East Africa's most advanced economy has introduced a law setting a cap on commercial lending rates and a floor on deposit payout rates, an instant squeeze on margins that sent shares of Kenyan banks to their lowest in years. Investors were clearly unprepared for a measure designed to make banks poorer -- or less greedy, depending on your point of view -- in the face of what Kenyan President Uhuru Kenyatta described as ordinary citizens' frustrations about the cost of credit and earnings from deposits.
There's no denying Kenyan banks make rich returns. The country's largest bank by assets, KCB, has a return on equity of 24.7 percent, according to Bloomberg data, while rivals Cooperative Bank and Equity Group are on 24.5 percent and 26.9 percent respectively. That's not just leagues ahead of the 5-7 percent ROE at Europe's biggest banks, it beats the 15-18 percent at South Africa's top lenders. Market concentration may have something to do with it: Kenya's seven biggest lenders (there are about 43 in total) hold 80 percent of the banking system's cash.
But capping interest rates risks damaging the Kenyan economy and stunting credit growth, a danger not lost on officials at the country's central bank and finance ministry, who opposed the measure. If banks stop catering to anyone but the safest credit risk, it may encourage shadow banks or dodgy lenders to step in. If smaller banks find it harder to make ends meet, they may get bought up, making those dominant banks even bigger. And the new loan cap, at 4 percentage points above the base central bank rate, sets a potentially "unreasonable" ceiling for Kenya's risk premium, according to investment firm Cytonn.
So why take such a chance? Well, next year's election and a bank-bashing law may be just the ticket to win votes. Some analysts reckon it's a purely populist move.
Yet the sell-off of Kenyan bank stocks over the past month suggests markets weren't adequately prepared for this risk, with the chorus of credible dissenting voices perhaps lulling investors. And while it's easy to dismiss this as the kind of problem specific to emerging markets, there are echoes of the anti-elite vibe in Europe and the U.S.

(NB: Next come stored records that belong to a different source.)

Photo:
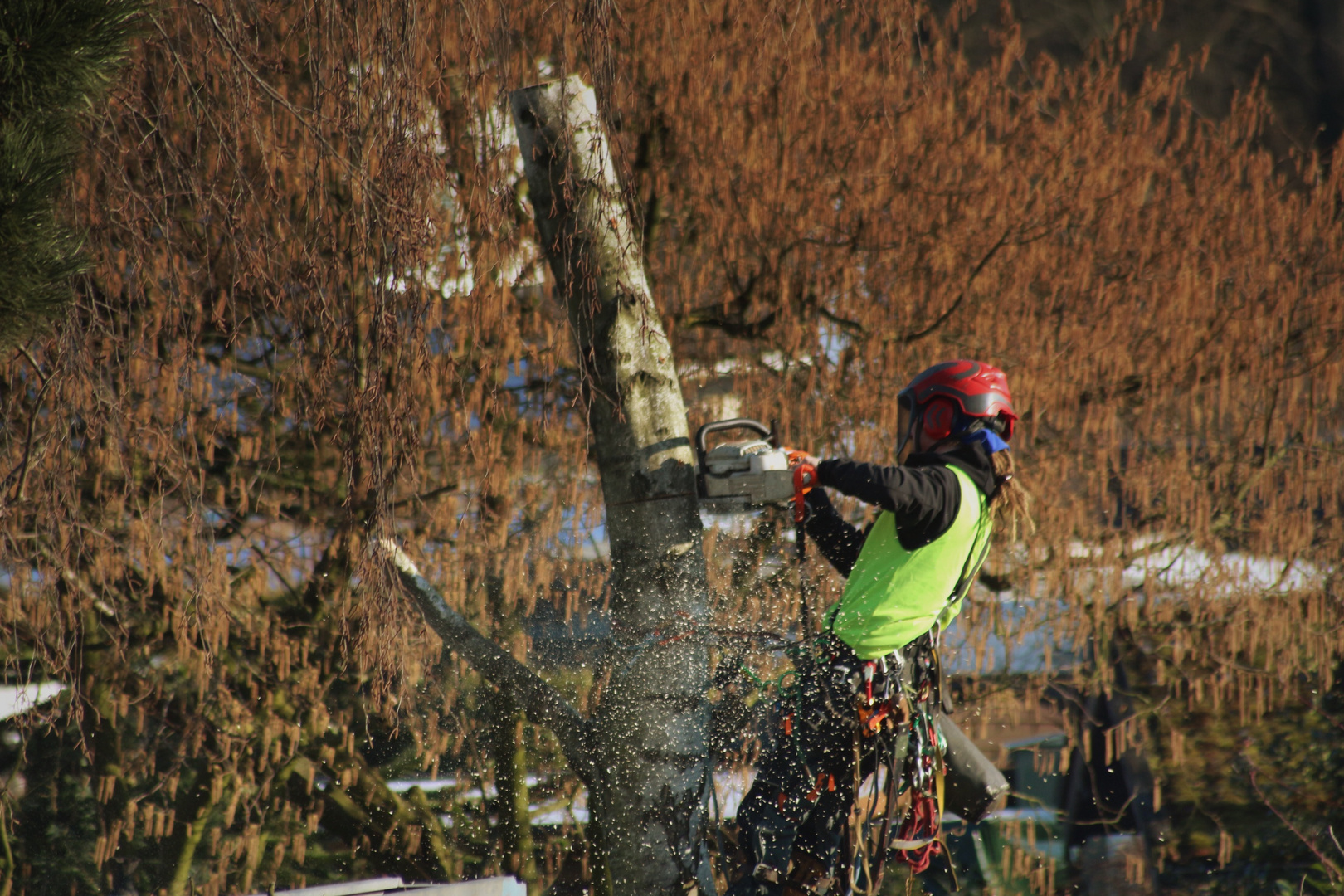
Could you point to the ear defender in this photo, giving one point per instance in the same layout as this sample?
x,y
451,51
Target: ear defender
x,y
938,416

Championing the banks, in particular, isn't much of a vote winner. The U.S. election has put the restoration of Glass-Steagall back on the table, with Republicans calling for big banks to be broken up. British chancellor Philip Hammond is trying to put a protective arm around the City of London by exploring continued access to Europe's single market, but he's clashing with the crowd-pleasing instincts of the "three Brexiteers", Boris Johnson, Liam Fox and David Davis.
There's still hope that pragmatism will prevail. Calls for a restoration of Glass-Steagall look like posturing, while Moody's reckons that even if the U.K. quit the single market, its finance firms could probably still do plenty of business in the EU.
Yet the Kenya experience shows the potential for nasty surprises in a populist age, whether self-harming or not. Don't forget that Brexit itself caught investors on the hop.
This column does not necessarily reflect the opinion of Bloomberg LP and its owners.